Infection of blueberry cultivar Emerald with a California grapevine strain of Xylella fastidiosa and acquisition by glassy-winged sharpshooter
Michael O'Leary - USDA-ARS. Lindsey Burbank- USDA-ARS, Mark Sisterson- USDA-ARS

Bacterial leaf scorch disease caused by Xylella fastidiosa (Xf) occurs in southern highbush blueberry varieties in the southeastern United States. However, blueberry cultivar susceptibility to Xf is variable and these interactions are often specific to the pathogen strain.

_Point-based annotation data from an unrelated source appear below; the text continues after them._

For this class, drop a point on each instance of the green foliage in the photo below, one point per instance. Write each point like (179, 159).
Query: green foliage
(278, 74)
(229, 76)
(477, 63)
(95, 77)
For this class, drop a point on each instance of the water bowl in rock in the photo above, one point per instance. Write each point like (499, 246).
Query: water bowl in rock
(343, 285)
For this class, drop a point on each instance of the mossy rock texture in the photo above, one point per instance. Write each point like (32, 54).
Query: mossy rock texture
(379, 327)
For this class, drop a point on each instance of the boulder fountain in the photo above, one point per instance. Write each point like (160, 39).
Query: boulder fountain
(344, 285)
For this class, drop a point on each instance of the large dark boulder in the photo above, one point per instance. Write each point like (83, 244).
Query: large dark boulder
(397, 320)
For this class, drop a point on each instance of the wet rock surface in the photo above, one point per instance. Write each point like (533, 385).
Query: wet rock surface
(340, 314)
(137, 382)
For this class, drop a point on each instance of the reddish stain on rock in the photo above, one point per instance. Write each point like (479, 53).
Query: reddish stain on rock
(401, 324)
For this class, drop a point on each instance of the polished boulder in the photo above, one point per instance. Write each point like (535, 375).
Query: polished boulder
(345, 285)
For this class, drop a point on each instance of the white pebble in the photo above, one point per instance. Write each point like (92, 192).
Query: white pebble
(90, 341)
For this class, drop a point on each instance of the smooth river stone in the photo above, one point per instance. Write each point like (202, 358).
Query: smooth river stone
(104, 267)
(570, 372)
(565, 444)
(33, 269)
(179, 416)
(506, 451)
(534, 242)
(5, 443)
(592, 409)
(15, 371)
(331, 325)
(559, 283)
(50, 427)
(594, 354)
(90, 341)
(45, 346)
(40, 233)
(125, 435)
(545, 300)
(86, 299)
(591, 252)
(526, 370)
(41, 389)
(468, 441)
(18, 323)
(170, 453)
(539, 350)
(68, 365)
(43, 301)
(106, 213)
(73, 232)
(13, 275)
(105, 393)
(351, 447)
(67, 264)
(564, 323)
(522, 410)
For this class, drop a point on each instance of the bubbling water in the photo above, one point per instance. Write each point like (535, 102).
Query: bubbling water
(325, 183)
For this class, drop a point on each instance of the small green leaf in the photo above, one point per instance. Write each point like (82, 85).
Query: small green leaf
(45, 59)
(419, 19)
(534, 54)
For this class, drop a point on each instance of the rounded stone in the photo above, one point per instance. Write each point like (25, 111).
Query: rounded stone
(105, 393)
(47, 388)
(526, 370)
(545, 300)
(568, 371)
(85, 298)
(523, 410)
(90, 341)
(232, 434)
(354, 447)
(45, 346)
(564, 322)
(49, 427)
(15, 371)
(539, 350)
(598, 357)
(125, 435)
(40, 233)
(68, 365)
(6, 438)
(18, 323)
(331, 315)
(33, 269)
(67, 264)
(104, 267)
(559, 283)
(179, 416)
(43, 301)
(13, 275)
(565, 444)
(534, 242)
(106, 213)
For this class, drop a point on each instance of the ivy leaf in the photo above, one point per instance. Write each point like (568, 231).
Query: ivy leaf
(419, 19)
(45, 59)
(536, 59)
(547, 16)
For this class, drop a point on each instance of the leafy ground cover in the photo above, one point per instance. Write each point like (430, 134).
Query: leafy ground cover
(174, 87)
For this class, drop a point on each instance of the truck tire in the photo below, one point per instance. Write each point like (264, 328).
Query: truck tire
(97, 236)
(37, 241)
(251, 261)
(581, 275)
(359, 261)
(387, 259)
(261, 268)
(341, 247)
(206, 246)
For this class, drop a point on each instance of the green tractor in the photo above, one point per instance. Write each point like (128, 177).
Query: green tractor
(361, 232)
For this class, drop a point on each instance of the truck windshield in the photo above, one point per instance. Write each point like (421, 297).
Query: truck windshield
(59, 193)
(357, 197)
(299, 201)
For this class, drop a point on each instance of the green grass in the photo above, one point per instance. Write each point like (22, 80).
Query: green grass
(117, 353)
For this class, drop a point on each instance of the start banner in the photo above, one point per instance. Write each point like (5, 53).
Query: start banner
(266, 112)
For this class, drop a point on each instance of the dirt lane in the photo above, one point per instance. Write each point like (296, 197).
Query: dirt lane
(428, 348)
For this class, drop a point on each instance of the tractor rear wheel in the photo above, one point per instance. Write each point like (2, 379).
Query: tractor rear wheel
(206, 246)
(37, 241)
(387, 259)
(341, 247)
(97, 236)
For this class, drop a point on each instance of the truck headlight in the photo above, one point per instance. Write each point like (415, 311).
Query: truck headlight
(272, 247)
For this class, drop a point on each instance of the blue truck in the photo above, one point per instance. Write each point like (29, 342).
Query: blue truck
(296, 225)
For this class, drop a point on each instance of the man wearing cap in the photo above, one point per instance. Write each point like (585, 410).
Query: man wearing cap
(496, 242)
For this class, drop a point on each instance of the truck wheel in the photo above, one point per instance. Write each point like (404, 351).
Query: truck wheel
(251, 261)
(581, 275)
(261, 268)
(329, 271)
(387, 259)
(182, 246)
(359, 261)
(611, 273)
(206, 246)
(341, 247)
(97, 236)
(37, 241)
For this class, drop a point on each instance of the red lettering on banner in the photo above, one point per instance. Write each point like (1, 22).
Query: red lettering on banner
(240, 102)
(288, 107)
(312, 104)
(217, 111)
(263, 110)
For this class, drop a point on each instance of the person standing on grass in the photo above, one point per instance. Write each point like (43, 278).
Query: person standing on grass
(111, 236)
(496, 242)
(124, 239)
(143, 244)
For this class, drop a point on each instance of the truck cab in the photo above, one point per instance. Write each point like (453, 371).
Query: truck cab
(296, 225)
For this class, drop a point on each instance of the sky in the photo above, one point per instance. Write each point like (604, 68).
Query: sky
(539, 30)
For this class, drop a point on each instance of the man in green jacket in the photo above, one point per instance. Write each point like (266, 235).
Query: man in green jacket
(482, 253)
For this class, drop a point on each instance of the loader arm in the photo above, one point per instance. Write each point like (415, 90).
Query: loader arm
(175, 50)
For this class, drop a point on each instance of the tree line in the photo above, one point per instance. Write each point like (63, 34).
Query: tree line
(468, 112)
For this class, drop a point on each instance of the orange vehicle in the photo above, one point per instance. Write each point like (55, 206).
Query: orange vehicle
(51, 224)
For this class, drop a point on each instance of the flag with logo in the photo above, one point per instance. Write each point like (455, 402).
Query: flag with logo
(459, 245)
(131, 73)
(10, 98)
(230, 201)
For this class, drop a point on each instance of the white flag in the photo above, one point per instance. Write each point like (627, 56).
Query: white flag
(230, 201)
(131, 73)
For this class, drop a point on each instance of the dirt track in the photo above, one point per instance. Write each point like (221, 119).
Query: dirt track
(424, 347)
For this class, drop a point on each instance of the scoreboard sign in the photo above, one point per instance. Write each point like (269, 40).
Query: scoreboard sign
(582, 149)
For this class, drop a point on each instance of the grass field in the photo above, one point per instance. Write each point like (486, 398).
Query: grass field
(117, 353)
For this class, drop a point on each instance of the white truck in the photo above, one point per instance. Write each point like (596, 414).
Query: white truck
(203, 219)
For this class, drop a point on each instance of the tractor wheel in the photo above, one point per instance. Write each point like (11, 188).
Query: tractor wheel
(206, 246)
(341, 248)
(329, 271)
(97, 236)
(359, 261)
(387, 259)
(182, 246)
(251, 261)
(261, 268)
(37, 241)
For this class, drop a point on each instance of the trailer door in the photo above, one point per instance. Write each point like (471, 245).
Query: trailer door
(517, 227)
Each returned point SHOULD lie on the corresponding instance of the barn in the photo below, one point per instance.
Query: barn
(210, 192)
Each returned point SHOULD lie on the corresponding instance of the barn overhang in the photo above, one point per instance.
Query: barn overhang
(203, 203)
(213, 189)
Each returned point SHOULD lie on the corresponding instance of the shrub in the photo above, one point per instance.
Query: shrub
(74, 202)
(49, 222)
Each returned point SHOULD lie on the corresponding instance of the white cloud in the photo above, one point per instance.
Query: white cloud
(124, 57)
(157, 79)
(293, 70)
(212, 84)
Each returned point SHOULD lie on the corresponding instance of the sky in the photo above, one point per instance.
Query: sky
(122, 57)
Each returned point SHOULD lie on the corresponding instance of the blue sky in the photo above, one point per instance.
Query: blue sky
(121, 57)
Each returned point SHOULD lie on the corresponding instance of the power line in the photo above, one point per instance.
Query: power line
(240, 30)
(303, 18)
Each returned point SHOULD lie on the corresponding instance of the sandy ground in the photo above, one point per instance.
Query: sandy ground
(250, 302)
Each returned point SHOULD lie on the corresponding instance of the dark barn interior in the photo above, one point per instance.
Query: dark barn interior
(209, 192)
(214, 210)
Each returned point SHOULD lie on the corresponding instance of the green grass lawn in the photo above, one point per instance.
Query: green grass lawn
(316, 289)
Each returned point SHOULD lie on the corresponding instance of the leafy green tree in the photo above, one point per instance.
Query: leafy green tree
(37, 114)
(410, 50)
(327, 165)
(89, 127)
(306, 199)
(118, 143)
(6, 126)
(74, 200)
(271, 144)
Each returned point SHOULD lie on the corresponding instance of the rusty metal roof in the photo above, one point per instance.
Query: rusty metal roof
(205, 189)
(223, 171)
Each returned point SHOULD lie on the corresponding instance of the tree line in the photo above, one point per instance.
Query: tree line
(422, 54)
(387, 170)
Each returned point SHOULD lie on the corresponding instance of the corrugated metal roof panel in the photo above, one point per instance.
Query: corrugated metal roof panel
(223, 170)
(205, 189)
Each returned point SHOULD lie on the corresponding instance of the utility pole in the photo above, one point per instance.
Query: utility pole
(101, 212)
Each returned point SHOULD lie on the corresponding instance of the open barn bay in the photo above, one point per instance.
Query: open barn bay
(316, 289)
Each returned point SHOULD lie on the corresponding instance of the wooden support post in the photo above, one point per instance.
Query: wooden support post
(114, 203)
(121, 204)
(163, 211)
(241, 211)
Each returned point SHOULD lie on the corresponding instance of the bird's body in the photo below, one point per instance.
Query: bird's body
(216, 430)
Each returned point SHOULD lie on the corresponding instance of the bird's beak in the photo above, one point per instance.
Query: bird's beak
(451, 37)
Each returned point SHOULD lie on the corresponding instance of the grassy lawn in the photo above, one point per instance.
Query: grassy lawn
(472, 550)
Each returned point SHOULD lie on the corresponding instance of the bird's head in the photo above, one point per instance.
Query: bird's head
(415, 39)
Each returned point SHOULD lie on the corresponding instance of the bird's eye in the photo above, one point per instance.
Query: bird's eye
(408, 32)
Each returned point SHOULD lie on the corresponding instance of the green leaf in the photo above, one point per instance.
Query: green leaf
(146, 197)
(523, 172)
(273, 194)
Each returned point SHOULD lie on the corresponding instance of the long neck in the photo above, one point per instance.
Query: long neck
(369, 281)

In the San Joaquin Valley of California where Pierce’s disease in grapevines caused by Xf subsp. fastidiosa has been problematic over the last twenty years, blueberry acreage of southern highbush cultivars is expanding, but little is known concerning the potential for spread of Xf from grape to blueberry in this area. Glassy-winged sharpshooter (Homalodiscus vitripennis), a major vector of Xf in the San Joaquin Valley is known to feed on blueberry suggesting potential for emergence of bacterial leaf scorch in California if susceptible blueberry cultivars are planted near Xf infected grapevines. Experimental inoculations showed that a California Pierce’s disease strain of Xf subsp. fastidiosa (Bakersfield-1) causes disease in blueberry cultivar Emerald, and glassy-winged sharpshooter was able to acquire Xf Bakersfield-1 from artificially inoculated blueberry plants under laboratory conditions. The possibility for spread of Xf between blueberries and nearby vineyards has implications for area-wide disease and vector control in the San Joaquin Valley and other regions where these two crops are grown.